La policía de Hong Kong reveló que la inteligencia artificial ha vuelto a ser utilizada con fines malignos. Alguien que se hacía pasar por el director financiero de la empresa con sede en el Reino Unido pidió al personal financiero de una empresa multinacional que llevara a cabo transacciones supuestamente secretas, después de que las sospechas iniciales fueran disipadas por la tecnología deepfake.
Después de recibir el correo electrónico de phishing, el contador fue invitado a una videollamada con varias otras personas que se parecían y hablaban mucho a sus colegas. Sin embargo, no eran realmente ellos, alguien había usado tecnología deepfake para que se parecieran a ellos.
Sin embargo, el engaño fue suficiente para engañar a la víctima, quien transfirió aproximadamente $25,6 millones al estafador. La policía de Hong Kong dijo que este no era el primer uso serio de la tecnología, con seis personas arrestadas en casos anteriores, pero no había señales de que la persona detrás del último robo hubiera sido arrestada.
El empleado sólo descubrió que la transferencia era una estafa cuando consultó con la sede de la empresa, informó CNN. Después de perder tanto dinero, la empresa no reveló ninguna información y no conocía la situación laboral actual del empleado.

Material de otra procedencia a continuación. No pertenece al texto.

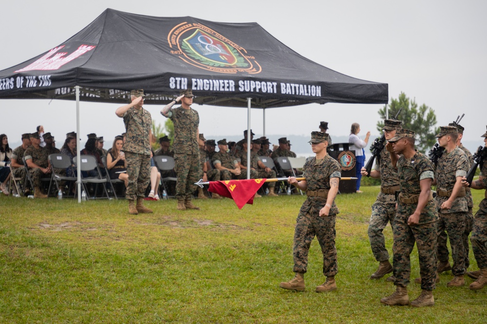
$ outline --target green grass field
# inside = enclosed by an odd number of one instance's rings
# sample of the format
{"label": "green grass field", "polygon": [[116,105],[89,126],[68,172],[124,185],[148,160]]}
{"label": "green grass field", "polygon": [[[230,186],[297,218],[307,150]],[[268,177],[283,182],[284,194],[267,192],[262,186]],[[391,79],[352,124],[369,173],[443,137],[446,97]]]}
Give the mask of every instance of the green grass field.
{"label": "green grass field", "polygon": [[[0,197],[1,323],[480,323],[487,289],[448,288],[442,273],[432,307],[388,307],[393,285],[372,280],[377,263],[367,234],[378,187],[339,195],[338,289],[324,281],[313,241],[306,290],[279,288],[294,275],[292,245],[304,197],[256,199],[239,210],[229,199],[148,202],[152,214],[130,215],[127,202]],[[472,190],[478,205],[483,191]],[[474,209],[474,212],[476,208]],[[385,230],[392,255],[392,233]],[[470,250],[469,270],[477,270]],[[419,276],[412,256],[412,280]],[[408,287],[411,299],[420,293]]]}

Varias de las personas que engañaron al empleado para que realizara videollamadas eran impostores. Esto simplemente demuestra cuán poderosa es la tecnología y por qué es fundamental regular estas tecnologías emergentes.

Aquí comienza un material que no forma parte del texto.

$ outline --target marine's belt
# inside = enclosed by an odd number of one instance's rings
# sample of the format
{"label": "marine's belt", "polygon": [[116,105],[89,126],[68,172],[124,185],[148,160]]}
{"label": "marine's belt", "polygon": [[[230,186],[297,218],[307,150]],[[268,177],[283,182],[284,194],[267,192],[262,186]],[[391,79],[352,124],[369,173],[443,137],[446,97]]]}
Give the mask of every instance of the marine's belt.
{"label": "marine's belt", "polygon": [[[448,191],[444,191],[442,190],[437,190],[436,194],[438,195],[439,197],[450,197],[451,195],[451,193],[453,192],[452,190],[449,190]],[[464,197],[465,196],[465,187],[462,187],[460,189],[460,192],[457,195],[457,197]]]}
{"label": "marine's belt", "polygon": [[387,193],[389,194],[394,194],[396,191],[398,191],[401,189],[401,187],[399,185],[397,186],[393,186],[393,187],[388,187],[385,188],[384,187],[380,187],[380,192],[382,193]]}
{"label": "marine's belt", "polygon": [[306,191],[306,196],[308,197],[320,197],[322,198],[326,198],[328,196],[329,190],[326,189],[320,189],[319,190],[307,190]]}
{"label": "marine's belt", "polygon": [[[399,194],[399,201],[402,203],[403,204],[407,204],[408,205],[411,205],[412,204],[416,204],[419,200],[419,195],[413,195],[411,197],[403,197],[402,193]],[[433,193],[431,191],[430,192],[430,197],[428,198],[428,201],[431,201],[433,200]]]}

Es probable que las elecciones estadounidenses, que se celebrarán a finales de este año, sean un objetivo principal para las campañas de desinformación relacionadas con los deepfakes, por lo que es importante que las grandes empresas de tecnología como Meta emitan advertencias adecuadas a los usuarios para ayudar a frenar la propagación de contenido engañoso.
Hay pasos que los usuarios pueden seguir para detectar deepfakes, incluidos rasgos faciales que no coinciden, verificar información con fuentes confiables y prestar atención a luces, sombras o movimientos de cabeza extraños.